Bisogna quindi, a nostro avviso, tentare di andare oltre questa prima lettura che il film stesso sembra volerci offrire su un piatto d’argento per arrivare a toccare uno strato meno superficiale di analisi secondo il quale, qui, a essere messo in discussione da parte del regista-filosofo francese è il concetto stesso di realtà.

La vita e i metodi di una star del giornalismo televisivo sono effettivamente l’ambiente ideale per questo tipo di indagine, dove il limite tra verità e finzione si assottiglia fino alle dimensione di un capello.

Léa Seydoux, protagonista assoluta del film sul cui volto ipnotico si sofferma lungamente (anche troppo) la camera di Dumont, è molto brava a rendere la contraddizione e l’inganno di cui essa è soprattutto artefice ma anche vittima.

Léa Seydoux in un scena di France

Cosa ci dice France? Che il reale non è sufficiente per esibire sé stesso. Che ha bisogno di essere veicolato attraverso un linguaggio in grado di essere compreso e “sentito” dal pubblico.

I reportage realizzati da France de Meurs sono sì girati in vere zone di guerra ma seguono un preciso linguaggio filmico. I guerriglieri vengono fatti muovere in un certo modo, vengono ripresi da determinate angolazioni perché ciò che conta è raccontare una storia.

Quello che dovrebbe essere vero di per sé, viene filtrato attraverso un codice di comunicazione per poi essere rivenduto come vero. Vedendo queste scene, però, persino la verità della guerra appare una finzione; e le armi dei guerriglieri giocattoli da bambini. È la finzione del vero.

Il protocollo dell’informazione (agenda setting) finisce per diventare il sistema operativo che accende la nostra esistenza, senza il quale non decifriamo il reale. Quando France mette in discussione l’etica del suo lavoro, è della sua intera vita che comincia a dubitare. Sente crollare tutto il sistema di valori su cui ha costruito la sua intera esistenza e finisce per non riconoscersi più. Si perde. Non interpreta più la realtà per poterla esibire in un linguaggio comprensibile: in quel momento lei è nel reale. Da qui, la crisi.

Lei vive nello spazio tra realtà e rappresentazione, in cui fa balletti scemi davanti alla telecamera in attesa di registrare, mentre bombe vere le esplodono intorno vicinissime. Lei esiste in questa distanza, in questa scollatura. In un eterno presente che è l’immanenza della notizia. “Conta solo il presente” dice la Seydoux nel bel monologo finale. Se ti fermi a pensare, sei finito. Non si può indugiare troppo sull’immagine di una ragazzina stuprata e uccisa. Bisogna voltarsi, più in là c’è un bel paesaggio da ammirare.

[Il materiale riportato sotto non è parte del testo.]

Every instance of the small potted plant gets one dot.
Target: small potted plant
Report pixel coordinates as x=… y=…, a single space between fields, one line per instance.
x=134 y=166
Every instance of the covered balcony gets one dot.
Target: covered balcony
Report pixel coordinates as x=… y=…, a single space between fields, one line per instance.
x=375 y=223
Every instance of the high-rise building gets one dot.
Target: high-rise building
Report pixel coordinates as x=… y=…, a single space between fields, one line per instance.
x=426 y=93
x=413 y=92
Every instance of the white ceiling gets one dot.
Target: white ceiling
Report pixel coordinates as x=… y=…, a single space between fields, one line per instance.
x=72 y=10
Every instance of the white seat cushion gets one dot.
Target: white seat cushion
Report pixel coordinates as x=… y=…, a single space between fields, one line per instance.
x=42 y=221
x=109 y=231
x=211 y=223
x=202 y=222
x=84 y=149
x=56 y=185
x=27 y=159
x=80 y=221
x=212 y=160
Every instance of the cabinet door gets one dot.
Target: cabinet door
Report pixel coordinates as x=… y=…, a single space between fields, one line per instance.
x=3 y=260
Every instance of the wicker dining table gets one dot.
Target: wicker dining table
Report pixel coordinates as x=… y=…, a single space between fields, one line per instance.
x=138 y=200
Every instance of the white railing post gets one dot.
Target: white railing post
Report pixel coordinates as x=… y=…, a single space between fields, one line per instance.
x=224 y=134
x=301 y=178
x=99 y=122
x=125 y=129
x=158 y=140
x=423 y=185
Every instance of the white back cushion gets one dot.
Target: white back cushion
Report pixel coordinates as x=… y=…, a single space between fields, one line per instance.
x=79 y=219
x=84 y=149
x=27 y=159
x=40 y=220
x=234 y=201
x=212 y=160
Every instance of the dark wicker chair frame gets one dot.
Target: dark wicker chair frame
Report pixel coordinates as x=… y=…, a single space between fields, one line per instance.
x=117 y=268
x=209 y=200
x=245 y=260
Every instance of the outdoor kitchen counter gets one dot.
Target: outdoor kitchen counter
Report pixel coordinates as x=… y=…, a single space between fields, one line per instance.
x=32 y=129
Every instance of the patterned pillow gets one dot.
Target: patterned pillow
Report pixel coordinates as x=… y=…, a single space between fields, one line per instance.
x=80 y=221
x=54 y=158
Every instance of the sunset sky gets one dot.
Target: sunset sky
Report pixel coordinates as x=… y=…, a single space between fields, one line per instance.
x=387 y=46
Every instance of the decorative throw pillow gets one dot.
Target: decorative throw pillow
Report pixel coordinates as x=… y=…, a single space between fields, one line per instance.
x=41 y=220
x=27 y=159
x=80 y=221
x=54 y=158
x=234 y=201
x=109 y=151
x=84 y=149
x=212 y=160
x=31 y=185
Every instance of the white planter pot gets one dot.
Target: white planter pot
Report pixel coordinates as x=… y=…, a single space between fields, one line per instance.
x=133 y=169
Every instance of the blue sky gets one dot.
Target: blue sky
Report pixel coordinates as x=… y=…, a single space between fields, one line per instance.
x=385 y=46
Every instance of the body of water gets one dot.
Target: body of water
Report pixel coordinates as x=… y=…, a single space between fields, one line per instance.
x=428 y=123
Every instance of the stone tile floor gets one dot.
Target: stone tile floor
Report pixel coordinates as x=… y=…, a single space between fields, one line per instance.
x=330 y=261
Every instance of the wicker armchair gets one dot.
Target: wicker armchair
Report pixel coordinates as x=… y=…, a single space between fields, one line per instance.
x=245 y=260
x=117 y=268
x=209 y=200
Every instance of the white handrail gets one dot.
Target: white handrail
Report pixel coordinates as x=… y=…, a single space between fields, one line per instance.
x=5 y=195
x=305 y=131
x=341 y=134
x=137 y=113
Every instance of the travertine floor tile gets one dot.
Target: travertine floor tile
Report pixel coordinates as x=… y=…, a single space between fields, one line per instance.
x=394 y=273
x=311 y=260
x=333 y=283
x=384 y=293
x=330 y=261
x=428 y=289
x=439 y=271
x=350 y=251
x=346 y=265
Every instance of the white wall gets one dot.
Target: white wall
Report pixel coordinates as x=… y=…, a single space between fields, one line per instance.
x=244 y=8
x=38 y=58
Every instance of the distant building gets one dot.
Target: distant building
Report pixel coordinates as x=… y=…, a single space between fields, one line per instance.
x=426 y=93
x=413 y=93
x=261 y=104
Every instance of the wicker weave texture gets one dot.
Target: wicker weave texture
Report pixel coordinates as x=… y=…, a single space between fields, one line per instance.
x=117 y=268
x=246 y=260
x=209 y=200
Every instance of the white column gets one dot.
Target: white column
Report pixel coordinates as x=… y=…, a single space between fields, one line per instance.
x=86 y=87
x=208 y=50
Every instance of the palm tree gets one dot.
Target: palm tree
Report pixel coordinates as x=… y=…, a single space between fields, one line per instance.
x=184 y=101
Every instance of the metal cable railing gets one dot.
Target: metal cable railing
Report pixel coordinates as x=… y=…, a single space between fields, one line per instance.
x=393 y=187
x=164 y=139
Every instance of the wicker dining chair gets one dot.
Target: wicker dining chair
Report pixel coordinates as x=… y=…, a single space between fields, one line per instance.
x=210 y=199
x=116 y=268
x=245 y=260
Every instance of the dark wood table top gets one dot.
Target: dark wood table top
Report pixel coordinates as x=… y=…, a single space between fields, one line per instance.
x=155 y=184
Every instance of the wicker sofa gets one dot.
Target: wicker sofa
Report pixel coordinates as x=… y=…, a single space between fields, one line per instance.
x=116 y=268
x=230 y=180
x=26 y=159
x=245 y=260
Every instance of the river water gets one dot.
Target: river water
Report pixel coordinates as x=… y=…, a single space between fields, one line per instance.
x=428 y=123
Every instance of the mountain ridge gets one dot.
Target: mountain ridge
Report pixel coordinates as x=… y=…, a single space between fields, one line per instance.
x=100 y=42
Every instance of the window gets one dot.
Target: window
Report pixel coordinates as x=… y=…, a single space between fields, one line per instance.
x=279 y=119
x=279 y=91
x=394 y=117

Bruno Dumont chiama la protagonista del film France perché lei è lo specchio del suo paese e di tutta una parte di mondo, quello occidentale dominato dal sistema mediatico.

Non c’è differenza tra la ricchissima giornalista e la povera famiglia marocchina del giovane che ha investito. Loro la accolgono in casa come l’angelo del signore che li onora della sua presenza. Sono tutti parte di uno stesso sistema che nella familiarità dei contatti offerta dai social e dalla tv che “ti entra in casa” regala l’illusione di un livellamento tra le classi.

E intanto fuori da questa bolla anestetizzante schegge impazzite manifestano una rabbia genuina e vera che spesso sfugge alla comprensione di chi governa, fino a che anche loro non vengono fagocitate, triturate e riassemblate a bella posta per la diretta tv.

In una scena del film, uno dei tanti politici ospiti della sua trasmissione dice a France che la differenza principale tra i politici e i giornalisti è che i primi si rivolgono agli elettori e i secondi ai telespettatori. “C’è differenza?” chiede lei con sarcasmo. C’è differenza? Non nella società dell’informazione in cui viviamo. Consapevoli o no.